Bitcoin was trading below $108,000 as of 9:20 a.m. UTC as the market fell 3.2% due to $320 million in liquidations and spot crypto ETF outflows.
BTC was trading at $107,779 in the European morning, down 2.8% over the past 24 hours, according to CoinDesk data. ether Ethereum$3,876.90 and solana sol$185.15 Both fell more than 3.5% while many other altcoins had losses of more than 4%.
The CoinDesk 20 Index (CD20), which provides a weighted measure of the digital asset market, is down about 3.5%.
According to CoinGlass data, 122,919 traders liquidated in the past 24 hours, totaling $320.32 million in liquidations, including $2.98 million in ETH-USDT orders on Binance.
Fund flows started the week weak. According to Pharcyde Investors, the US Spot Bitcoin ETF recorded net outflows of $40.4 million on Monday, October 20, including $100 million from BlackRock’s IBIT.
In the Cryptocurrency Fear & Greed Index, sentiment ranked 34th for “fear.”
Bloomberg reported that today’s gold price was $4,270 per ounce, down 1.97%.

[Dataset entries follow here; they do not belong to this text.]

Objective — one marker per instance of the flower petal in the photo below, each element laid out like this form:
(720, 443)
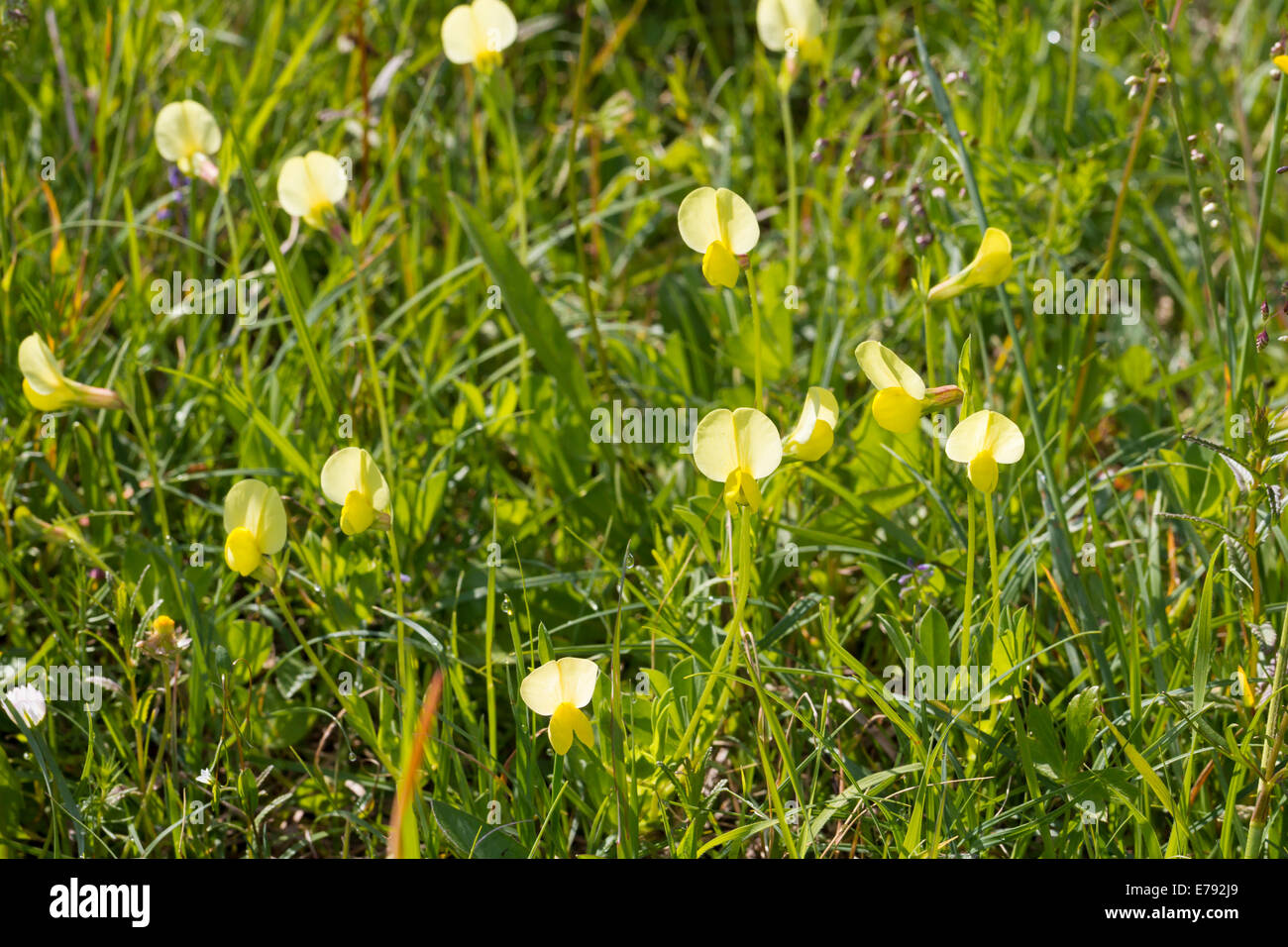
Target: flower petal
(342, 474)
(777, 21)
(715, 445)
(967, 438)
(1005, 440)
(772, 25)
(309, 185)
(353, 468)
(760, 446)
(243, 552)
(982, 472)
(39, 367)
(896, 411)
(698, 219)
(541, 689)
(460, 37)
(719, 265)
(184, 129)
(27, 702)
(494, 24)
(812, 434)
(738, 227)
(991, 266)
(887, 369)
(578, 681)
(257, 506)
(562, 725)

Glassnode said open interest (OI) has fallen by around 30%, overleveraging has been eliminated, and funding is near neutral, reducing the market’s vulnerability to further liquidation cascades.
OI is the number of outstanding futures and perpetual contracts. A sharp drop usually means leverage has ended. Funding is the fee paid by a long or short to keep a permanent position open. Closer to neutral, the positioning becomes more balanced as it indicates that neither side is paying a premium.
In fact, less leverage and near-neutral financing can reduce the likelihood of another forced sell cascade, even if price movements remain volatile.
Analyst Michael Van de Poppe said on X that Bitcoin’s monthly chart is moving sideways, with no clear peak or bottom, and expects even bigger gains. In layman’s terms, he sees this phase as a pause long enough to shed excess leverage while prices maintain a wide range, and once that foundation is built, the next strong rally becomes more likely.